Le deuxième plan excède le cas particulier, qu’il arrache à son exceptionnalité pour l’inscrire dans une dynamique plus large. Il implique d’éviter l’illusion selon laquelle la communauté pourrait se refonder sur une purge salvatrice. La justice d’État fonctionne en partie d’après ce précepte, et pourtant chacun sait qu’elle n’est qu’un système reproduisant cela même qu’elle dit combattre. Identifiant le déviant, l’inscrivant « hors la loi », la société se légitime elle-même, se renforce et se donne bonne conscience. Le recours au cas exemplaire permet à tous ceux qui ne sont pas directement visés par l’accusation de se laver de tout soupçon, notamment en affirmant publiquement leur adhésion au processus. L’effectivité d’un tel recours repose moins sur l’examen intime et collectif des logiques de domination qui contaminent nos rapports, que sur la peur d’être incriminé à son tour. Certes, ce procédé a historiquement fait ses preuves, il peut certainement arriver à modifier les comportements. On peut toutefois douter de sa capacité à installer le climat de confiance nécessaire à l’élaboration durable d’autres rapports.
C’est à ce point, précisément, que se révèle toute la complexité du brouillage entre ami.e.s et ennemi.e.s, à laquelle le féminisme se retrouve sans cesse confronté. Une réelle transformation ne viendra pas de l’adoption d’un code de comportements irréprochables, mais bien de l’attention toujours renouvelée à l’autre et aux signes qu’il ou elle envoie, à la circulation du pouvoir, à la complexité et la profondeur des relations.

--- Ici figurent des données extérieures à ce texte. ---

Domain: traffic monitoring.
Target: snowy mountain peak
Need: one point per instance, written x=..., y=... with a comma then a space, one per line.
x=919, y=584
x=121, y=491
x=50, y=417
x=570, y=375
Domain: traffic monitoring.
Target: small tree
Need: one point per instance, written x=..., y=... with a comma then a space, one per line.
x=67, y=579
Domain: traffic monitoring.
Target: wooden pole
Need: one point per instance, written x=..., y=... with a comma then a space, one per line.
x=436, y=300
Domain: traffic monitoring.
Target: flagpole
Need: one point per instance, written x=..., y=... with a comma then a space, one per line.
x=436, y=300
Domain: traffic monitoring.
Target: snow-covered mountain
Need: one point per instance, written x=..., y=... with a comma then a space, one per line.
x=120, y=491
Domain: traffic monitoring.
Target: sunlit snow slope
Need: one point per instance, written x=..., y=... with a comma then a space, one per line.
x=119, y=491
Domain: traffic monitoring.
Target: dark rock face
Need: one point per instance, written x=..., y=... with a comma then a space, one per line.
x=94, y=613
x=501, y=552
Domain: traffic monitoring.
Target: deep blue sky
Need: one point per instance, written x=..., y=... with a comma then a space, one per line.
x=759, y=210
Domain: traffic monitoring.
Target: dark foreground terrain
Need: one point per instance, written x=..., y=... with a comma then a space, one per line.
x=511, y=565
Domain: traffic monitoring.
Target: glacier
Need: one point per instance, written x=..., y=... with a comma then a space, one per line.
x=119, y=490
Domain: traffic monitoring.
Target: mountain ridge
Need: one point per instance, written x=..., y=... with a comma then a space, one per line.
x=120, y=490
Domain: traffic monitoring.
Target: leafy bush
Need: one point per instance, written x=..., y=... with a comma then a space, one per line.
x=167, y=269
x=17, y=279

Ainsi, de briser le silence, la question devient celle de comment libérer la parole de manière à ce que chacun.e puisse, vis-à-vis de son vécu, examiner ses gestes. Si le problème n’est pas le désir en soi, ni même la séduction, il va sans dire qu’un rapport à l’autre en tant que corps disponible et interchangeable ne pourrait jamais être recevable. Pour dépasser cette superficialité, cette violente médiocrité, il ne s’agit pas de définir les bons comportements. Ce dont il faudrait parler c’est aussi de ce flou, de cette maladresse qu’on a à exprimer nos désirs, notre nullité émotive et gestuelle, la façon qu’on a de se rabattre sur des gestes déconnectés, calqués sur les écrans, parfois trash, en tout cas inattentifs. Se l’admettre, explorer les façons singulières que ça a de se déployer en chacune de nous, de nos relations : voilà peut-être ce qui pourrait nous donner de la force.
[1] cf. le livre collectif Black Feminism : Anthologie du féminisme africain-américain, 1975-2000 (L’Harmattan).
[2] cf. le Social Justice Journal.
[3] Ching-In Chen, Jai Dulani, Leah Lakshmi Piepzna-Samarasinha, The Revolution starts at home : confronting intimate violence within activist communities (South end press).
Publié initialement le 26 février 2014 sur le blog colonellerobles.wordpress.com.